In one study, for example, 44 percent of 104 children with sickle cell disease had low plasma zinc concentrations [24]. These children, when compared to those with normal plasma zinc levels, had significant reductions in height, weight, upper arm muscle area, and, in older children, delayed sexual maturation. Whether zinc deficiency promotes infection in children with sickle cell disease remains controversial [27]. Liver disease — Children and adults with severe, chronic liver disease have an increased incidence of low plasma zinc levels [28-30]. The mechanism may be multifactorial, including hypoalbuminemia, reduced intake, and increased urinary excretion. The low plasma concentration and the increased urinary excretion correct within seven days of liver transplantation [28,29]. Renal disease — Zinc deficiency caused by increased urinary excretion can complicate nephrotic syndrome in children [31]. In addition, uremic patients are often deficient in zinc, probably because of reduced dietary intake, zinc malabsorption, and/or possible leaching of zinc by dialysis equipment [32,33]. Adolescent athletes — One study found significantly low plasma zinc concentrations in adolescent gymnasts when compared to matched control sedentary children [34]. This finding probably is related to inadequate intake associated with overall dietary restrictions caused by a desire to maintain weight as well as possibly increased losses in sweat. Other studies have not found reduced zinc levels in adolescent athletes with normal zinc intakes [35,36].

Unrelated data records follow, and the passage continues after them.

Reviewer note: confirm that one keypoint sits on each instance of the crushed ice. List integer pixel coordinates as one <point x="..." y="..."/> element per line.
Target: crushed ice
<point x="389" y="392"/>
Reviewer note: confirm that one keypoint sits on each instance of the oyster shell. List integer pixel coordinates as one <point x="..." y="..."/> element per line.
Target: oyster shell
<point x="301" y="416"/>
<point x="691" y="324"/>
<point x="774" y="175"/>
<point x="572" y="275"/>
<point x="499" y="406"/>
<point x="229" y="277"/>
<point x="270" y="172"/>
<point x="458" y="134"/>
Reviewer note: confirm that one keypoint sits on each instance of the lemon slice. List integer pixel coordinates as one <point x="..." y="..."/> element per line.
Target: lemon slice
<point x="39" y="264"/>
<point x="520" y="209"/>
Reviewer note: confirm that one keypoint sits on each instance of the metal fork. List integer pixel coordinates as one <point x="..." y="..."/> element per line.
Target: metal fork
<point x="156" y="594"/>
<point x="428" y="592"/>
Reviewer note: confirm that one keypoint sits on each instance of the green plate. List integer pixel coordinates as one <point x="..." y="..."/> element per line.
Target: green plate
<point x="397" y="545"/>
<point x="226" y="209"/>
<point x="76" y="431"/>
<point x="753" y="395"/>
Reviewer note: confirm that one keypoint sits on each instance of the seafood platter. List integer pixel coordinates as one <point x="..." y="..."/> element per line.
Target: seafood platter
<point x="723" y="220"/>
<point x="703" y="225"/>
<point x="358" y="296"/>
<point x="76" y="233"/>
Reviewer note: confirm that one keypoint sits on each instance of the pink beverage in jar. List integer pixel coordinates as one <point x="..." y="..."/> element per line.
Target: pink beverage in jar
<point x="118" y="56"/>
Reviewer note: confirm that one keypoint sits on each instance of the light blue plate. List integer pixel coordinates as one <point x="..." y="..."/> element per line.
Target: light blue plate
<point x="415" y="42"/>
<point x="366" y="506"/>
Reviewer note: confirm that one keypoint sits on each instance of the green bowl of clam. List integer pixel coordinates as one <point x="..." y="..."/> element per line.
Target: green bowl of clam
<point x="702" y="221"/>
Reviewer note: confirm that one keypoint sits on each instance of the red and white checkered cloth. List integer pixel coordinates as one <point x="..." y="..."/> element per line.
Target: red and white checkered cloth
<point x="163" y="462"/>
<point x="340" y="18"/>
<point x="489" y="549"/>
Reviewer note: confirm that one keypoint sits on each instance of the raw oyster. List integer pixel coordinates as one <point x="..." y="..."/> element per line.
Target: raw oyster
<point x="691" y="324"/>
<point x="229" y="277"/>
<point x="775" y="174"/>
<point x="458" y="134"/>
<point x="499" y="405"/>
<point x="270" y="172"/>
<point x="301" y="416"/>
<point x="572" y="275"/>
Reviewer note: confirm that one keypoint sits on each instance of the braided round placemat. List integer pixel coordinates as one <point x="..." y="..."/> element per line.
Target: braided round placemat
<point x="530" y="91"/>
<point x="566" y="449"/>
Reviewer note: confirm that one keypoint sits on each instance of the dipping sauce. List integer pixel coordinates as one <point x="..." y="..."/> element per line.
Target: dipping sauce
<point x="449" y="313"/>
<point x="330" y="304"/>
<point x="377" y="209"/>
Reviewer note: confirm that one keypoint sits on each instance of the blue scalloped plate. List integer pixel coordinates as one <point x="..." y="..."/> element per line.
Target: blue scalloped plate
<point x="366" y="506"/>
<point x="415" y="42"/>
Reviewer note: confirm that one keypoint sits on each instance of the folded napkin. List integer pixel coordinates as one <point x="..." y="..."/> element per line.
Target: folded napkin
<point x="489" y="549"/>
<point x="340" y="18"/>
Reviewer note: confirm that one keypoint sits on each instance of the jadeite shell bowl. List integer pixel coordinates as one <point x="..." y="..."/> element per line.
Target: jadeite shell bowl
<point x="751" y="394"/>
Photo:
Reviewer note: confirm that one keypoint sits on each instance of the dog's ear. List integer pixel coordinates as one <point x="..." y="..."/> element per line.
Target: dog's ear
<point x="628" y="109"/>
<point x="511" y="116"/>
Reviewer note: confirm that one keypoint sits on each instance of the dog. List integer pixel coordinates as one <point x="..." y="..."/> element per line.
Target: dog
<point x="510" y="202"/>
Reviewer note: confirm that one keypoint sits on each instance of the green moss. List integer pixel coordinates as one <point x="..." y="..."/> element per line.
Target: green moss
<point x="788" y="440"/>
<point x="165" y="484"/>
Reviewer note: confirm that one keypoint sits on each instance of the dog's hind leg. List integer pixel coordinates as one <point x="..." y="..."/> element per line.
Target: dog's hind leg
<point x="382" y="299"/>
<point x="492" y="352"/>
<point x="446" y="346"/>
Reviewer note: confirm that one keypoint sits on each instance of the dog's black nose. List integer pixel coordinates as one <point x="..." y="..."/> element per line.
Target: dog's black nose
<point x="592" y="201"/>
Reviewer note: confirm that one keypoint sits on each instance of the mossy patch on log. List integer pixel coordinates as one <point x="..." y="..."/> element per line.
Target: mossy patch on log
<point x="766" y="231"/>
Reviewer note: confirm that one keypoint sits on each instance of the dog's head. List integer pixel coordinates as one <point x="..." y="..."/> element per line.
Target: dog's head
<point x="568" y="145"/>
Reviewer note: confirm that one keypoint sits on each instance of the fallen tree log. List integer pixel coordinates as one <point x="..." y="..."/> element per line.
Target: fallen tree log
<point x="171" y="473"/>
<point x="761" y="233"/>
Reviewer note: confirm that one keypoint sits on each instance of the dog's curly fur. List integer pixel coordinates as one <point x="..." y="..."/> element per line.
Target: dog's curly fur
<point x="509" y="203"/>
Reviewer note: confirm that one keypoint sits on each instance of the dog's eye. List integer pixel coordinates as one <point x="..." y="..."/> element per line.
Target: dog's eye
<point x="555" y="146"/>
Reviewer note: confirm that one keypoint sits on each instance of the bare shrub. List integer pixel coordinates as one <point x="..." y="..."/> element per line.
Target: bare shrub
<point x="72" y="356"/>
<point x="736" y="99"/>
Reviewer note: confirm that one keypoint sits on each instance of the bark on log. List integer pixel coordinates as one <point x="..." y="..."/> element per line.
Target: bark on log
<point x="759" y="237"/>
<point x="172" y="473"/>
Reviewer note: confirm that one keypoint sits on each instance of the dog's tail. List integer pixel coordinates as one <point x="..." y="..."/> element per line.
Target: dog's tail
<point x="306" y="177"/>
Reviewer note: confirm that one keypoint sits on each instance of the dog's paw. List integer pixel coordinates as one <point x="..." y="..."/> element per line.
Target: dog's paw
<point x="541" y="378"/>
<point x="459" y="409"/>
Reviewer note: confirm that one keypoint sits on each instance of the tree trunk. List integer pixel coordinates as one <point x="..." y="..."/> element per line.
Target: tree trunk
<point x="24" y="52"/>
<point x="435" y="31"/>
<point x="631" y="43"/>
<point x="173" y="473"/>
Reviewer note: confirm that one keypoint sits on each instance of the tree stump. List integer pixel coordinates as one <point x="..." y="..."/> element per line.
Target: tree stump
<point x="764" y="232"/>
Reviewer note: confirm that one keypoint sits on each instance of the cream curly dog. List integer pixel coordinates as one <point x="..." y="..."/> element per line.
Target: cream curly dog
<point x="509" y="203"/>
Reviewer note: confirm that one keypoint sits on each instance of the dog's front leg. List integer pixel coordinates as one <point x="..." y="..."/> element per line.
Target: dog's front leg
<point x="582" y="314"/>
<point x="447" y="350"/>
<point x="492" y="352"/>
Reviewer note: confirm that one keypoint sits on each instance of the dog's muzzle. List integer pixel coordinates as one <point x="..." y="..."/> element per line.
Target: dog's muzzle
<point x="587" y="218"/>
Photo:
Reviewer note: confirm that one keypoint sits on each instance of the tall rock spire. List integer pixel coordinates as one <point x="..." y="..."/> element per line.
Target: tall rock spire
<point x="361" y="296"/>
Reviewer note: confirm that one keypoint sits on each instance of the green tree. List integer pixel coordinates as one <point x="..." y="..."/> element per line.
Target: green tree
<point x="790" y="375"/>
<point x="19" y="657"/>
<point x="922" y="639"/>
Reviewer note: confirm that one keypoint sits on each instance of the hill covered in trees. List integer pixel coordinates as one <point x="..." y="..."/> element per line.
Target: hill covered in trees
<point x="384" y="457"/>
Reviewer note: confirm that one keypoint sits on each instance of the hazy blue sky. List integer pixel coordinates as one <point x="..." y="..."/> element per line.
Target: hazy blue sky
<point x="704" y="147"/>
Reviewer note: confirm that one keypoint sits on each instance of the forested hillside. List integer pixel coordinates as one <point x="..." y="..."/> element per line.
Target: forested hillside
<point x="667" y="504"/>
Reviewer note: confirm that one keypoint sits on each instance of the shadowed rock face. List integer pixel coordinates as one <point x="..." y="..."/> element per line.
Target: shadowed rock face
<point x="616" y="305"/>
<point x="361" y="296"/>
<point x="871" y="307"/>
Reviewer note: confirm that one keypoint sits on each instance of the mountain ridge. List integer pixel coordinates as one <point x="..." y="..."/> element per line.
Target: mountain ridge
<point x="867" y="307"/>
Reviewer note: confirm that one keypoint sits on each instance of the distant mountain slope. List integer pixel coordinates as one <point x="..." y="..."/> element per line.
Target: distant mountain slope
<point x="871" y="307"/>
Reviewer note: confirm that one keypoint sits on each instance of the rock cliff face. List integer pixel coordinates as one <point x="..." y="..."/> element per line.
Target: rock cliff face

Clinical manifestations*—*Numerous signs and symptoms have been associated with zinc depletion (show table 2). Mild zinc deficiency is associated with depressed immunity, impaired taste and smell, onset of night blindness, and decreased spermatogenesis. Severe zinc deficiency is characterized by severely depressed immune function, frequent infections, bullous pustular dermatitis, diarrhea, and alopecia [6,7,37].
In some situations, zinc depletion is documented by measurement of zinc concentration in plasma, lymphocytes, or neutrophils. Because zinc is a cofactor for alkaline phosphatase activity, alkaline phosphatase serves as a serologic marker for zinc depletion [38]. In other situations, the diagnosis of zinc depletion is inferred by the response to zinc supplementation in placebo-controlled intervention. (See "Zinc supplementation" below).
Diagnosis*—*Zinc status can be assessed by measurement of zinc in plasma, erythrocytes, neutrophils, lymphocytes, and hair. Measurement of zinc in the plasma is simple and readily available in many laboratories. A low plasma zinc usually is defined as a value less than 60 mcg/dL [39]. Because much of plasma zinc is bound to albumin, correcting values for the level of serum albumin in conditions associated with hypoalbuminemia is important.